The film is tied to key scenes in a dance studio, where Ninja showcases her slick moves as well as her strict attitude. Here, she instructs young students how to emulate her vogueing style, before encouraging them to experiment and find their own grooves, which in turn allows them to feel freer and more confident beyond the dancefloor. The film becomes as much as about gender norms as it is about dancing. Ninja explains that the art of vogueing lies in exaggerated femininity, and is therefore difficult for many men who are afraid or insecure about their own gender expressions. She portrays complete ease when performing, though, relishing her position in this underground scene.

Although there are intermittent to-camera interviews, most of the film feels very casual and observational. Ninja is captured during dance lessons, watching videos online, walking through urban environments, and visiting family members for costume fittings, often seeming to forget she’s even being filmed. Considering she is known for her on-stage glamour and extravagance, Fabulous is surprisingly low-key and almost reserved in its documentation. There is down-to-earth humour too. It doesn’t deal in sympathy-seeking or the reinforcement of the oppressed LGBTQ life (although we do feel there is still a shield around Ninja that we don’t quite penetrate). Instead, the purpose is to highlight the performer’s influence, particularly on a younger generation.

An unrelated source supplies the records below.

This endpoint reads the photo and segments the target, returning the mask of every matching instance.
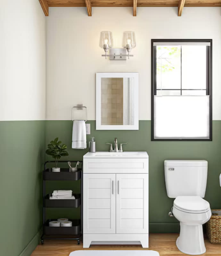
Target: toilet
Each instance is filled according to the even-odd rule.
[[[180,222],[179,250],[198,255],[206,252],[202,224],[211,215],[209,204],[203,198],[206,191],[208,163],[205,160],[165,160],[167,193],[176,198],[172,214]]]

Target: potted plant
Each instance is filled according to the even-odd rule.
[[[46,154],[51,156],[55,159],[55,166],[52,168],[53,172],[58,172],[60,171],[61,168],[57,166],[58,160],[62,156],[69,155],[68,153],[65,151],[67,146],[65,144],[61,145],[61,141],[58,141],[58,138],[56,138],[48,145],[48,149],[45,152]]]

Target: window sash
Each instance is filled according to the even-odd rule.
[[[209,139],[209,96],[154,96],[154,138]]]
[[[207,116],[208,117],[208,111],[209,111],[209,121],[207,123],[209,123],[209,130],[208,130],[208,126],[207,126],[207,130],[209,131],[209,135],[208,133],[206,136],[203,136],[203,137],[200,137],[198,136],[196,137],[188,137],[185,136],[183,137],[176,137],[175,138],[168,138],[165,137],[164,138],[159,138],[155,137],[154,137],[154,127],[155,126],[154,123],[154,112],[155,111],[154,98],[156,97],[157,93],[157,87],[156,87],[156,50],[157,45],[181,45],[181,44],[183,43],[184,45],[206,45],[208,47],[206,47],[206,54],[207,54],[207,67],[206,67],[206,95],[209,97],[209,110],[207,110]],[[179,41],[178,39],[170,40],[170,39],[152,39],[151,40],[151,141],[212,141],[212,40],[211,39],[184,39],[182,41],[181,40]],[[186,89],[186,88],[185,88]],[[182,89],[182,90],[184,91],[184,89]],[[165,90],[167,90],[170,89],[166,89]],[[172,90],[173,89],[172,89]],[[157,91],[159,92],[159,90],[157,90]],[[196,90],[194,90],[195,91]],[[205,89],[203,90],[205,92]],[[174,91],[176,91],[174,90]],[[193,96],[190,96],[187,95],[183,95],[183,96],[179,96],[179,97],[182,96],[187,97]],[[158,96],[159,97],[168,97],[168,96]],[[175,97],[174,96],[169,96]],[[203,96],[205,97],[205,95]],[[207,105],[208,106],[208,105]]]

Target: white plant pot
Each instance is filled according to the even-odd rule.
[[[53,167],[52,172],[60,172],[61,171],[60,167]]]

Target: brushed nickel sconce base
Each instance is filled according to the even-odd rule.
[[[125,48],[110,48],[110,54],[102,54],[103,57],[109,57],[111,60],[126,60],[129,57],[133,57],[134,55],[130,54],[129,52],[127,52]]]

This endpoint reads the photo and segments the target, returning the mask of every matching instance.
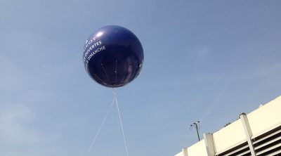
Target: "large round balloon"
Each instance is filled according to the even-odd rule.
[[[130,30],[105,26],[86,41],[83,63],[96,82],[108,87],[122,86],[139,74],[143,63],[143,46]]]

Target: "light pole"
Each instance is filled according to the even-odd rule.
[[[198,126],[197,126],[197,124],[199,124],[200,122],[200,121],[198,121],[197,122],[194,122],[193,124],[190,124],[190,130],[191,131],[192,129],[192,126],[195,126],[196,131],[197,132],[198,141],[200,141],[200,137],[199,136]]]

Fabulous is entertaining enough and Ninja is a magnetic character, but it could explore either her or the ballroom world or the conservatism of French Guianese culture even more – the latter is touched on but feels like fertile ground that isn’t fully harvested. However, it does provide an interesting look at a subculture that has been gaining more mainstream attention in recent years thanks to popular TV shows like RuPaul’s Drag Race and Pose. And for fans of those, this would be worth the fairly brief viewing time.